The B-side was supposed to be filler. It was the throwaway, the afterthought, the track that existed only to give radio stations a reason to keep the vinyl on the turntable. Except that rock and roll history is absolutely littered with B-sides that were not fillers at all. They were masterpieces that someone, somewhere, made the wrong call on. And in a few legendary cases, those wrong calls became some of the most aching, beloved songs in the entire canon.
Here are four of the greatest examples, starting with the one that may have caused the most pain of all.

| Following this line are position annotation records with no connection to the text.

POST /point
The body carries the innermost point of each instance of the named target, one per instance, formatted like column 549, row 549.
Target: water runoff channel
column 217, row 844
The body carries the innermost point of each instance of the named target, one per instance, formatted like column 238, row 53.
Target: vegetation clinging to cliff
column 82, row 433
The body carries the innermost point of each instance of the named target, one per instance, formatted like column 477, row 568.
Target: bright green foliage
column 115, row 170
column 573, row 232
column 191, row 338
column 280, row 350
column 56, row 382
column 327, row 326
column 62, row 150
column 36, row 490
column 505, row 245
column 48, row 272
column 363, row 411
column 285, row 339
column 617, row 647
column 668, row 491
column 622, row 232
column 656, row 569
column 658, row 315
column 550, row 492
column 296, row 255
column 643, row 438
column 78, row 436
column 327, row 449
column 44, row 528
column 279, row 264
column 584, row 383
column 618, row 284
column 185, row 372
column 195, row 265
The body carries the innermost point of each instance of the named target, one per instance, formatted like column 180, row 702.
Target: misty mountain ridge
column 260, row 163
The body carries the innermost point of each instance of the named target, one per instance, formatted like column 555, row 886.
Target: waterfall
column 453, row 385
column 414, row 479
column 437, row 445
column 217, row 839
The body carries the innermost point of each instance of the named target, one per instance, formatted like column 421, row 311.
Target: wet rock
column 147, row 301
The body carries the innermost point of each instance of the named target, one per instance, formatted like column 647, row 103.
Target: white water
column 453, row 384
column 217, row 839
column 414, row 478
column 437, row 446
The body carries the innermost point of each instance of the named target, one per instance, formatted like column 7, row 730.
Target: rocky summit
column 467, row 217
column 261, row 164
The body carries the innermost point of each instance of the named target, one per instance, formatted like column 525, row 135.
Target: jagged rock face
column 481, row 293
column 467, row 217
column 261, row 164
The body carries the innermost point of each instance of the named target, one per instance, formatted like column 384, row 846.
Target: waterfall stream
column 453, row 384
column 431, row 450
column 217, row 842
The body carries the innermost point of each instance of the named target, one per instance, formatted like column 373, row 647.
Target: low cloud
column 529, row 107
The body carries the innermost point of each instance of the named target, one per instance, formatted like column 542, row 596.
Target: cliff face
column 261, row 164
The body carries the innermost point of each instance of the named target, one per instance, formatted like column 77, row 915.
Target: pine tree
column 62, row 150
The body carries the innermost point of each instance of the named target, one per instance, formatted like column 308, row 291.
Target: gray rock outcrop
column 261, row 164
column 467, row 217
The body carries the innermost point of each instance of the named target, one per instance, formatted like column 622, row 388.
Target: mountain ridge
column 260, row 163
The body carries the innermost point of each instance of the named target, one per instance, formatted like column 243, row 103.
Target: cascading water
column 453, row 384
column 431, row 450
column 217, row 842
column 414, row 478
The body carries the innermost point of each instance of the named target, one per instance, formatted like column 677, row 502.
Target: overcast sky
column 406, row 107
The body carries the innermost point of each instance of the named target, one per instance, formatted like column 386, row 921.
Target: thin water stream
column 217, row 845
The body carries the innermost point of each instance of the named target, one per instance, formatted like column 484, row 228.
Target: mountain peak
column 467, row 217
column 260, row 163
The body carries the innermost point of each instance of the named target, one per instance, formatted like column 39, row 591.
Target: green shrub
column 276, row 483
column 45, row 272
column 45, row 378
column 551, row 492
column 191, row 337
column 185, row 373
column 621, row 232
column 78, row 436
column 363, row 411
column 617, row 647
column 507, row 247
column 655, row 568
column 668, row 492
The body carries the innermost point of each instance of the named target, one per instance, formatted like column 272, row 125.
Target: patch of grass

The Songs That Deserved More
The most heartbreaking B-side in classic rock history is almost certainly this one. Stevie Nicks wrote “Silver Springs” in 1976 during the sessions that produced Rumours, pouring everything she felt about her breakup with Lindsey Buckingham into four devastating minutes. She named it after a highway sign she spotted in Maryland that she thought sounded like a beautiful dream. She then gifted the publishing rights to her mother, Barbara Nicks, so her mother could collect the royalties forever. Then Mick Fleetwood and Buckingham pulled her aside in a parking lot and told her the song was not going on the album. The reason given was length, and the fact that Rumours already had too many slow songs. The producer called it one of the best-engineered tracks from the entire session. Nicks called its exclusion a source of anger for many years. The song was tucked onto the B-side of “Go Your Own Way,” which was Buckingham’s breakup song about Nicks, released on the actual album. Twenty years later, at the 1997 reunion concert The Dance, Nicks finally had her moment. She walked to Buckingham’s microphone, looked him in the eye, and sang every word directly at him in front of 400 people. The performance earned a Grammy nomination. It is now considered one of the greatest live performances in rock history.

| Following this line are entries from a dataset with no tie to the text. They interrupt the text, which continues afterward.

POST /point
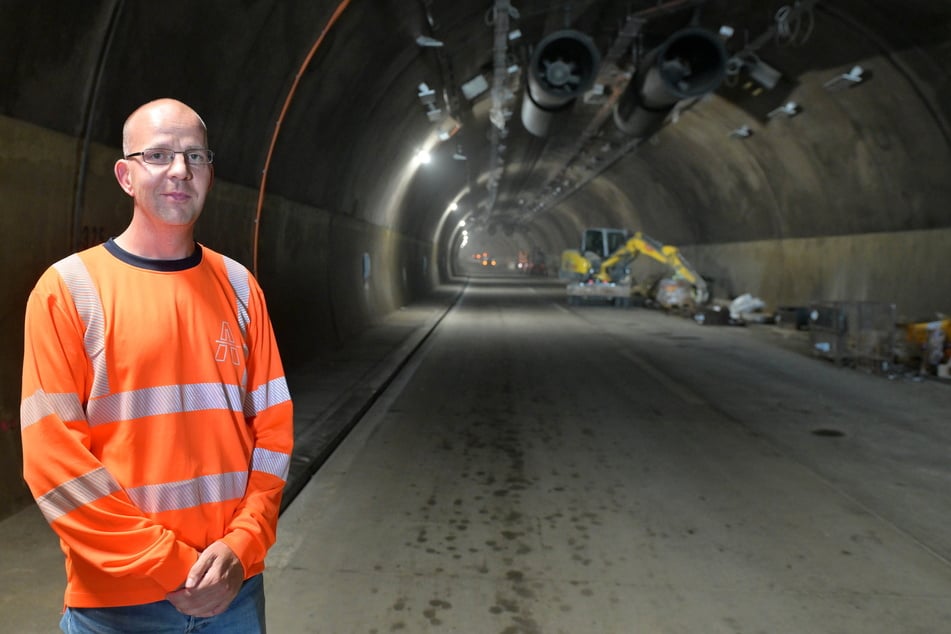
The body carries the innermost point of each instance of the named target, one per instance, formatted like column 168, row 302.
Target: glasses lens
column 199, row 157
column 162, row 156
column 158, row 156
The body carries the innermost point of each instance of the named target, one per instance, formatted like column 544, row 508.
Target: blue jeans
column 245, row 615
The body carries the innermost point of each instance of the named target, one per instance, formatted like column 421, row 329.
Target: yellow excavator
column 600, row 269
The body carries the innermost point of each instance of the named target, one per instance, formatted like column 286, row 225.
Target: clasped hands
column 212, row 584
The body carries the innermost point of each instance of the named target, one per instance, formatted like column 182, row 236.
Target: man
column 156, row 420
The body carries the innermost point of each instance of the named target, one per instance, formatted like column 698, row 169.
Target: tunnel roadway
column 539, row 468
column 521, row 466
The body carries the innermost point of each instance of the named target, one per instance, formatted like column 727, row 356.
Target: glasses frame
column 184, row 153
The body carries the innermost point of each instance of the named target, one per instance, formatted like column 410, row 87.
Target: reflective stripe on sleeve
column 167, row 399
column 89, row 306
column 71, row 495
column 271, row 393
column 238, row 277
column 173, row 496
column 65, row 406
column 273, row 462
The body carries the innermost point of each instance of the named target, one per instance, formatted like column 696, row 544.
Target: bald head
column 169, row 115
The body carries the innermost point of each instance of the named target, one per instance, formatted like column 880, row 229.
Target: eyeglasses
column 164, row 156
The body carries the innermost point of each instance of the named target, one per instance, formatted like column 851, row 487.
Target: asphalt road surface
column 540, row 468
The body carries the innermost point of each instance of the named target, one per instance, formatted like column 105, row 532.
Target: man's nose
column 179, row 167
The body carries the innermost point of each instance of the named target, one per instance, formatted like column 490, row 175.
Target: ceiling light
column 428, row 42
column 475, row 87
column 422, row 157
column 856, row 75
column 788, row 109
column 742, row 132
column 426, row 94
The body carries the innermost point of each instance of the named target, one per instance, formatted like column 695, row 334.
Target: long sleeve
column 94, row 517
column 269, row 412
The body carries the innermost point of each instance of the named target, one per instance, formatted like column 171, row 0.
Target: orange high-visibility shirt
column 155, row 418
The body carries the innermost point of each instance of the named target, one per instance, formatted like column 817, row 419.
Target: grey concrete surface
column 544, row 470
column 330, row 394
column 532, row 468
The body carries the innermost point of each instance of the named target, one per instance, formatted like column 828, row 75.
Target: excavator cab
column 603, row 242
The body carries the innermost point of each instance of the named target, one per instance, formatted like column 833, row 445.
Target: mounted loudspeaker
column 563, row 66
column 689, row 64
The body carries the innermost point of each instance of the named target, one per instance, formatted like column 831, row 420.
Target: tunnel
column 367, row 154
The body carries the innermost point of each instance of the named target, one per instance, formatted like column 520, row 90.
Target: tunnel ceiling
column 346, row 93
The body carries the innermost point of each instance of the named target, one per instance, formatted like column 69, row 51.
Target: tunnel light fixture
column 422, row 157
column 426, row 94
column 741, row 132
column 428, row 42
column 788, row 109
column 475, row 87
column 855, row 75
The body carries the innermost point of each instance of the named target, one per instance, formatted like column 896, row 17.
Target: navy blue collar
column 167, row 266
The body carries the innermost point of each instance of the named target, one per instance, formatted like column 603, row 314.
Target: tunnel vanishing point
column 798, row 150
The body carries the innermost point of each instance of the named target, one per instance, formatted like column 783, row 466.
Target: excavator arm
column 614, row 267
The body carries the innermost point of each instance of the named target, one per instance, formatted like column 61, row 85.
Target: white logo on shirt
column 226, row 343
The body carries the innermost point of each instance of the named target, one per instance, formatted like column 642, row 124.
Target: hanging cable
column 277, row 127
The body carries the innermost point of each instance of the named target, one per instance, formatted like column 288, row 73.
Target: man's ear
column 123, row 175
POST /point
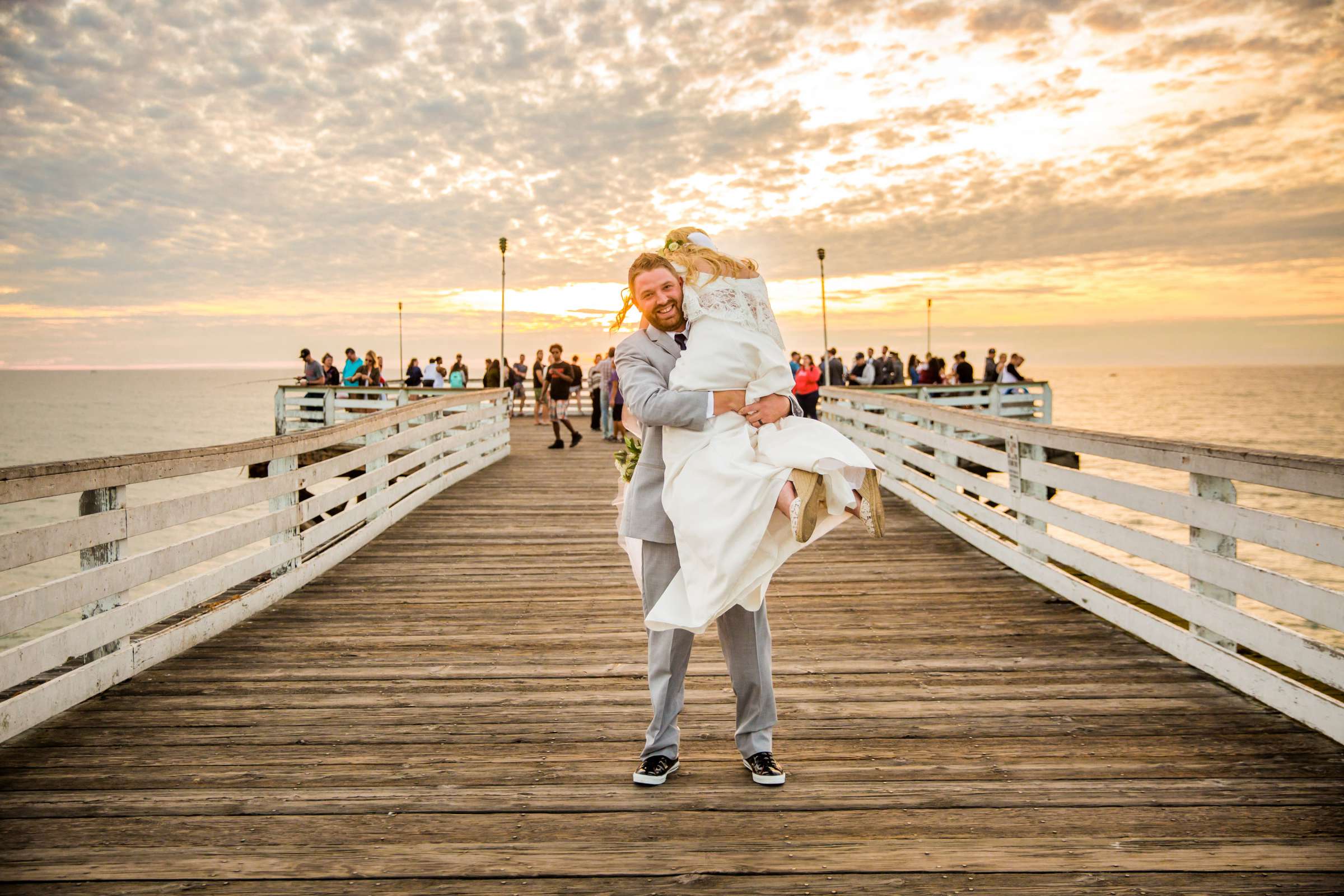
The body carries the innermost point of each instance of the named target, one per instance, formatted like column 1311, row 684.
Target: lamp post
column 825, row 336
column 503, row 250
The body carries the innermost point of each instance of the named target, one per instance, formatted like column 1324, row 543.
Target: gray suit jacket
column 644, row 361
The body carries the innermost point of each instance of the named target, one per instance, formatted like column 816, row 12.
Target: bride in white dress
column 724, row 484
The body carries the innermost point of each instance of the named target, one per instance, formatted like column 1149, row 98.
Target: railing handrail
column 1096, row 442
column 42, row 480
column 941, row 386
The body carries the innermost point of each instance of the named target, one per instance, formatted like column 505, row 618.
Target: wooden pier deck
column 458, row 710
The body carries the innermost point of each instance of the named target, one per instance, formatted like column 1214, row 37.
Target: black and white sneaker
column 655, row 770
column 764, row 769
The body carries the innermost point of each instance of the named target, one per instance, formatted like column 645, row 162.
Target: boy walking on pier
column 559, row 376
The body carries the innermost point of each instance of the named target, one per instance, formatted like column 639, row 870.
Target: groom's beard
column 663, row 324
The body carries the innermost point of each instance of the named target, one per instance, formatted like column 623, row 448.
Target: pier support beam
column 280, row 466
column 100, row 501
column 1215, row 489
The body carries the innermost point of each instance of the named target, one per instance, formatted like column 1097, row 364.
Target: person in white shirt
column 864, row 372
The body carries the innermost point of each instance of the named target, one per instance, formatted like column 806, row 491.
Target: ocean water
column 65, row 416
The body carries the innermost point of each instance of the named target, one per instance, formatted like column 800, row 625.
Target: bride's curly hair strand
column 679, row 250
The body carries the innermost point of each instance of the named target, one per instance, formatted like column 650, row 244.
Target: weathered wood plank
column 455, row 710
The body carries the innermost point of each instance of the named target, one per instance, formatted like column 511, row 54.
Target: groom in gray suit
column 644, row 362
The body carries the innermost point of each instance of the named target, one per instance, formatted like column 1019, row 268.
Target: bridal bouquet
column 628, row 457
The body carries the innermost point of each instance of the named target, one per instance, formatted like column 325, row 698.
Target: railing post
column 99, row 501
column 945, row 457
column 374, row 464
column 280, row 410
column 1215, row 489
column 280, row 466
column 1016, row 486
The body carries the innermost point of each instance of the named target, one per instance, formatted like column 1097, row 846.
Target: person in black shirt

“It was the best song that never made it to a record album.”
Richard Dashut, Rumours co-producer, 1997
This almost defies belief. When the Rolling Stones released “Honky Tonk Women” in 1969, they tucked “You Can’t Always Get What You Want” onto the flip side. The song opens with a full choir. It runs over seven minutes. It is one of the most majestic, wide-open pieces of music the Stones ever recorded, a song that sounds like a generation exhaling after a decade of upheaval. It eventually appeared on Let It Bleed and became one of the most enduring songs in the band’s entire catalog, but for its first appearance in the world, it was the B-side to a song about a dirty woman with a honky-tonk style.
Led Zeppelin almost never released B-sides. Their policy was essentially that everything they recorded went on an album, which makes it all the more puzzling that “Hey Hey, What Can I Do” ended up as the only non-album B-side they ever put out. The song is a gorgeous, jangly acoustic folk track with Robert Plant singing in his lower, more mystical register, and it has absolutely no business being a throwaway. By rights it should have been on Led Zeppelin III alongside the other acoustic explorations from those sessions. Instead it spent years as a collector’s item before eventually becoming a deep-catalog radio staple that die-hard Zeppelin fans cite as one of the most underrated songs the band ever made.

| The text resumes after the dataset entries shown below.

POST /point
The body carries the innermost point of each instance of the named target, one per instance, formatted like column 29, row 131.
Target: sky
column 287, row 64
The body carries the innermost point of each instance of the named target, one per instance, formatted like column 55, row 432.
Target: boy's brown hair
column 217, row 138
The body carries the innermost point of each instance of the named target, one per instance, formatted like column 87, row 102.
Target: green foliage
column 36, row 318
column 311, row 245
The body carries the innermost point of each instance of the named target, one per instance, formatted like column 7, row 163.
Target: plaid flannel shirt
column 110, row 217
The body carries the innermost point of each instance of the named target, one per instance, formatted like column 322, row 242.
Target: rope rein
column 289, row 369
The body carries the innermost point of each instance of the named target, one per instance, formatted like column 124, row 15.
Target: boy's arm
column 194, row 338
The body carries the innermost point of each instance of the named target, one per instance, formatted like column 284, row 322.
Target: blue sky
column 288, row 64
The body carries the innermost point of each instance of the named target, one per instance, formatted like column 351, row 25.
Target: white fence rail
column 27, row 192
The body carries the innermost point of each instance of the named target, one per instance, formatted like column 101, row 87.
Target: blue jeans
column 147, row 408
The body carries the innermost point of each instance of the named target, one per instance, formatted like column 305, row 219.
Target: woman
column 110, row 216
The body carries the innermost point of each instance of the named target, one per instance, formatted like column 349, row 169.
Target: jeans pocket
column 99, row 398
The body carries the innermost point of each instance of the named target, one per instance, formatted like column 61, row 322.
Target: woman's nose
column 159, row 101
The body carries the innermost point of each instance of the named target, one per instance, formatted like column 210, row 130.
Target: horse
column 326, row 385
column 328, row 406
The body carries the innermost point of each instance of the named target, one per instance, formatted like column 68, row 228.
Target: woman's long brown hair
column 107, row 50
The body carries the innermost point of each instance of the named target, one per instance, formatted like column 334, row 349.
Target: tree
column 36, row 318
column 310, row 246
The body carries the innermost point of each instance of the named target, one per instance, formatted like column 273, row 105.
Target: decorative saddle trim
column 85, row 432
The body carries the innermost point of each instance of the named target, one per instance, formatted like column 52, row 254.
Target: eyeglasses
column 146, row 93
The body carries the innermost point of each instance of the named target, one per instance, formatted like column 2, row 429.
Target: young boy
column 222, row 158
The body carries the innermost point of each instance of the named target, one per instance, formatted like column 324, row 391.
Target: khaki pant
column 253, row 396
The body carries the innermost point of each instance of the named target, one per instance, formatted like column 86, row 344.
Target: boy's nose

In the United Kingdom and several other markets, “We Will Rock You” was the B-side to “We Are the Champions.” That means one of the most recognizable rhythm patterns in the history of popular music, a song that has been played at sporting events on every continent for nearly five decades, was considered the lesser track. Both songs came from the 1977 album News of the World, and while the pairing was treated as a double-A side in some markets, the original packaging in Britain listed “We Are the Champions” first. History, and every stadium crowd since 1977, has weighed in on that decision.
What the B-Side Taught Us
There is something worth sitting with in all of these stories. Every one of these songs was heard by the people who made it, and by producers and label executives who were paid to know what worked. And in every case, someone looked at a masterpiece and said: put it on the back. The instinct that drove rock and roll was never really about industry wisdom. It was about the music finding its audience anyway, through word of mouth, through late-night radio, through a fan pressing play and suddenly needing to tell everyone they knew.
The B-side did not make these songs lesser. It just made the discovery more personal. And that is the thing about great music. It does not need to be handed to you. Sometimes the best part is the finding.